AI may automate execution.

Legal accountability cannot be automated.

As autonomous systems expand into operational, financial, and safety-sensitive domains, authority and liability must remain anchored to legally accountable human institutions.

This doctrine establishes the constitutional baseline for delegated autonomy.

Execution may be automated.

Authority remains institutional.

Why This Matters

Autonomous systems amplify speed, scale, and consequence.

When authority is delegated without defined structural boundaries, risk concentrates silently.

Authority must scale proportionally to risk and consequence.

Low-impact automation may operate within bounded envelopes.

Life-critical or irreversible harm domains require non-detachable human institutional authority.

Core Principles

1. Authority Precedes Execution

No autonomous system should execute actions without formally defined delegation boundaries.

Authority must be explicitly assigned before capability is deployed.

2. Delegation Scales With Consequence

Delegation is not binary.

Authority must scale proportionally to risk and consequence.

Low-impact automation may operate within bounded envelopes.

Life-critical or irreversible harm domains require non-detachable human institutional authority.

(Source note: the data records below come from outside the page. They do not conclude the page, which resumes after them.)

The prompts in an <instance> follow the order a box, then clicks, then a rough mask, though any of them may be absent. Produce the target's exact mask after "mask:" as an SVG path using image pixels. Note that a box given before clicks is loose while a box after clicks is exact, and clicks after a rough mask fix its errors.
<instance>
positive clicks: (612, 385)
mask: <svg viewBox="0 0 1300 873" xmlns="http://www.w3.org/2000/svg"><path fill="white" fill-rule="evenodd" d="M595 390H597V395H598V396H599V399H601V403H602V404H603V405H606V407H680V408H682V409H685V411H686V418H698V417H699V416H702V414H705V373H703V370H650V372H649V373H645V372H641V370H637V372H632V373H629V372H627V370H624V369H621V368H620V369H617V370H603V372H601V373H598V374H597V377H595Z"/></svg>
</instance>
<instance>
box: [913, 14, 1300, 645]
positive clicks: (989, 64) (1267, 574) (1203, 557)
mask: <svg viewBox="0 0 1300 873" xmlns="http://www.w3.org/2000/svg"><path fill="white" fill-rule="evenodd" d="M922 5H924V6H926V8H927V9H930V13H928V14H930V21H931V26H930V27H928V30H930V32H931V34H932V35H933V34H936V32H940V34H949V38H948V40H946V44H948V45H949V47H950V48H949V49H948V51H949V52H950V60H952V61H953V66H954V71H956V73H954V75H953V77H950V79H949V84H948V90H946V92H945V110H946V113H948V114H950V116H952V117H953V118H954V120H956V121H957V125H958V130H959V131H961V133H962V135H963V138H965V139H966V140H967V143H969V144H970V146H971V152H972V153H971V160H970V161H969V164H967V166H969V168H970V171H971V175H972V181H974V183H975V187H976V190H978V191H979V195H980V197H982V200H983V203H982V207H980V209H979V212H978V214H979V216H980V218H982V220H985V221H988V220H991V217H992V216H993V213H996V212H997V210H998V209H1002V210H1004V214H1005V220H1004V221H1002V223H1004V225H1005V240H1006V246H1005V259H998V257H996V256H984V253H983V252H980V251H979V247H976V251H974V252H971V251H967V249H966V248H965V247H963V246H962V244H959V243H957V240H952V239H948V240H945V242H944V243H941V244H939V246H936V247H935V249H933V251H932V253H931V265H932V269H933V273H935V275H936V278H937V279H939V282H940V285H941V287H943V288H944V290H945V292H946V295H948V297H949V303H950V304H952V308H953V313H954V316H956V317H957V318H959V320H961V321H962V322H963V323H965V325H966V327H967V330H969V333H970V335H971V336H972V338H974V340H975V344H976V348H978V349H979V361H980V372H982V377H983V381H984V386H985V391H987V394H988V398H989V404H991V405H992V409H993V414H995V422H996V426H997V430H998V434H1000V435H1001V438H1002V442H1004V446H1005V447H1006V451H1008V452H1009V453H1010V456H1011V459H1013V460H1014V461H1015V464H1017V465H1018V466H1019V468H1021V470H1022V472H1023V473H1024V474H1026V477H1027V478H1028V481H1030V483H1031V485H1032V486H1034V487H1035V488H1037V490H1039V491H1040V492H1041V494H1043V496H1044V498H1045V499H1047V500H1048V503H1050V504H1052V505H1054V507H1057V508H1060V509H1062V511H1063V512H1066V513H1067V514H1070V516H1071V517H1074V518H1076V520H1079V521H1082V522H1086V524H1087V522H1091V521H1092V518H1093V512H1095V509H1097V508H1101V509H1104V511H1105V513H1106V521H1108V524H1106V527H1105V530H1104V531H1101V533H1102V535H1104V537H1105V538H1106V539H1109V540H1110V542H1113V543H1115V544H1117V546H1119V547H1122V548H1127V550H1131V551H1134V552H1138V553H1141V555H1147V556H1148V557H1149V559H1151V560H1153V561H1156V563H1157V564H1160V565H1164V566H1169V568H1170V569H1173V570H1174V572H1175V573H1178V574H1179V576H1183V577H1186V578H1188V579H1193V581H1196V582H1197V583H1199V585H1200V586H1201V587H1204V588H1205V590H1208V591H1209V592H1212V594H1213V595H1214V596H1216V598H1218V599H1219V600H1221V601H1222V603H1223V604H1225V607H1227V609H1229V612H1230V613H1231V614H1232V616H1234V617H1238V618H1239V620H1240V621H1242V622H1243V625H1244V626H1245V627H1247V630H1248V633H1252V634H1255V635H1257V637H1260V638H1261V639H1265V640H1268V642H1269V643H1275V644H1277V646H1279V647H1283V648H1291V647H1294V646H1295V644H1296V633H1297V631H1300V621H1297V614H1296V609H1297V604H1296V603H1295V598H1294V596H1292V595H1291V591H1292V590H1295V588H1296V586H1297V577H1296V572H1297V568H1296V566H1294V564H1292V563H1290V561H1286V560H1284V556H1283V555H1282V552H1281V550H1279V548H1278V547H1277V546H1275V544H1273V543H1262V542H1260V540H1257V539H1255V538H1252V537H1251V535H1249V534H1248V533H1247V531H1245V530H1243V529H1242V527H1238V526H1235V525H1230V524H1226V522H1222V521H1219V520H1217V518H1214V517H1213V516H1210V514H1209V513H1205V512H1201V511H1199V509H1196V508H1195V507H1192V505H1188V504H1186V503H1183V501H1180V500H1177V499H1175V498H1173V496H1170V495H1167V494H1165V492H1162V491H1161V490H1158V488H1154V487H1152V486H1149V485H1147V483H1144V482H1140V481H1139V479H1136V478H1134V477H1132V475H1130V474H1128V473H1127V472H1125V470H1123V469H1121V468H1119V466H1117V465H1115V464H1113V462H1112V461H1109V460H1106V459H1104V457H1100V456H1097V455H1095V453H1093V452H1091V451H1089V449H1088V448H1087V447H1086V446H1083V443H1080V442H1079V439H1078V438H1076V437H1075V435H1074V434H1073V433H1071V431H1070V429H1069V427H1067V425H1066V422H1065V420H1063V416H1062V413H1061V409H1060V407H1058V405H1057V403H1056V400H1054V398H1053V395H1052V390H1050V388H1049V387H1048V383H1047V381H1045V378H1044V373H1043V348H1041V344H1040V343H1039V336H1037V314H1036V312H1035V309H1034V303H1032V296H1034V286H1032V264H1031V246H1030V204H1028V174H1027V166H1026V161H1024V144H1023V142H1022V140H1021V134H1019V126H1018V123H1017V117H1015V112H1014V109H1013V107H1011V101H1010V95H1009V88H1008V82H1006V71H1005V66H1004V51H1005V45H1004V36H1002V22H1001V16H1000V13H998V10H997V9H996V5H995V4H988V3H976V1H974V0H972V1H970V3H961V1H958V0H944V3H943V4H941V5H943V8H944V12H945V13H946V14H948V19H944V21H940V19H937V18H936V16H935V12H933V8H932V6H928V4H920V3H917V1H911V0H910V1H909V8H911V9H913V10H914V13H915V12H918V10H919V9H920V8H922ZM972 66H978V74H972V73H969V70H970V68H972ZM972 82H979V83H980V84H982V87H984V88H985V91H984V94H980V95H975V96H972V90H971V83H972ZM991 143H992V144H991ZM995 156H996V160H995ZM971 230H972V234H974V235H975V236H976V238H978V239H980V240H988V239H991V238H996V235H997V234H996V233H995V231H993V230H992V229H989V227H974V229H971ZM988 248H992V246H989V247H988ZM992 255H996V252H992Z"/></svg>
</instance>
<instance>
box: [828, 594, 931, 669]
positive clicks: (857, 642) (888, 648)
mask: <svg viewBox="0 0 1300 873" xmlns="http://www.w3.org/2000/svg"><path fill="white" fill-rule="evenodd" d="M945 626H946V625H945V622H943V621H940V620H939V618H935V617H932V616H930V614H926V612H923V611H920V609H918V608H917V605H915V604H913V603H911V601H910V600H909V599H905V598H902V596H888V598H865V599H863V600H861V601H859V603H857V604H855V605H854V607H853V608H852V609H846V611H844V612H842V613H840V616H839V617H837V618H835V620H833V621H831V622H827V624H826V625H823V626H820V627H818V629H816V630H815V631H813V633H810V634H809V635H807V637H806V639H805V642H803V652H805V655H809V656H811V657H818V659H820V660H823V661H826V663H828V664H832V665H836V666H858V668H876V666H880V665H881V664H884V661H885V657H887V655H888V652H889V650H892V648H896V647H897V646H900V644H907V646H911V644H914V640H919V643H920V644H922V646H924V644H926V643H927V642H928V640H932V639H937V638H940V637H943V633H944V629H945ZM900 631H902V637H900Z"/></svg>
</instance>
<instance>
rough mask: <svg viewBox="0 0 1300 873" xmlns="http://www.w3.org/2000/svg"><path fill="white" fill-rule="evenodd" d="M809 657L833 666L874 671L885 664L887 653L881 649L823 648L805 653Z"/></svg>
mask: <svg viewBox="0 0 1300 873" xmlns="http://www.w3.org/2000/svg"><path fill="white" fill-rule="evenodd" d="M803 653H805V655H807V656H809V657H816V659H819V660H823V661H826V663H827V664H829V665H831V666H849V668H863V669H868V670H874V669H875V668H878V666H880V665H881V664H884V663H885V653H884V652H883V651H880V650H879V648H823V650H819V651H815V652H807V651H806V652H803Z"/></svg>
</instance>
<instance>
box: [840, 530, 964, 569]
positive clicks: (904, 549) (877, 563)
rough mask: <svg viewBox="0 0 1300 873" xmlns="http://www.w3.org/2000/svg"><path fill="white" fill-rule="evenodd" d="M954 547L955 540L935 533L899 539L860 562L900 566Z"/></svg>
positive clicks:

3. Accountability Must Be Identifiable

Every delegated authority must map to a legally responsible entity.

Liability cannot be abstracted into runtime logic.

Governance ensures accountability remains traceable, enforceable, and revocable.

Embedded Governance Architecture

Authority architecture must be reflected across the system lifecycle:

  • Model design assumptions
  • Platform and runtime controls
  • Deployment approval gates
  • Supervisory and revocation mechanisms

Governance is not documentation.

It is structural architecture.

Institutional Responsibility

Under current legal frameworks, liability and accountability remain anchored to identifiable human and corporate entities.

Autonomous systems do not assume fiduciary duty.

Authority cannot detach from accountable institutions.

This doctrine provides the constitutional foundation for the ASRGM governance architecture.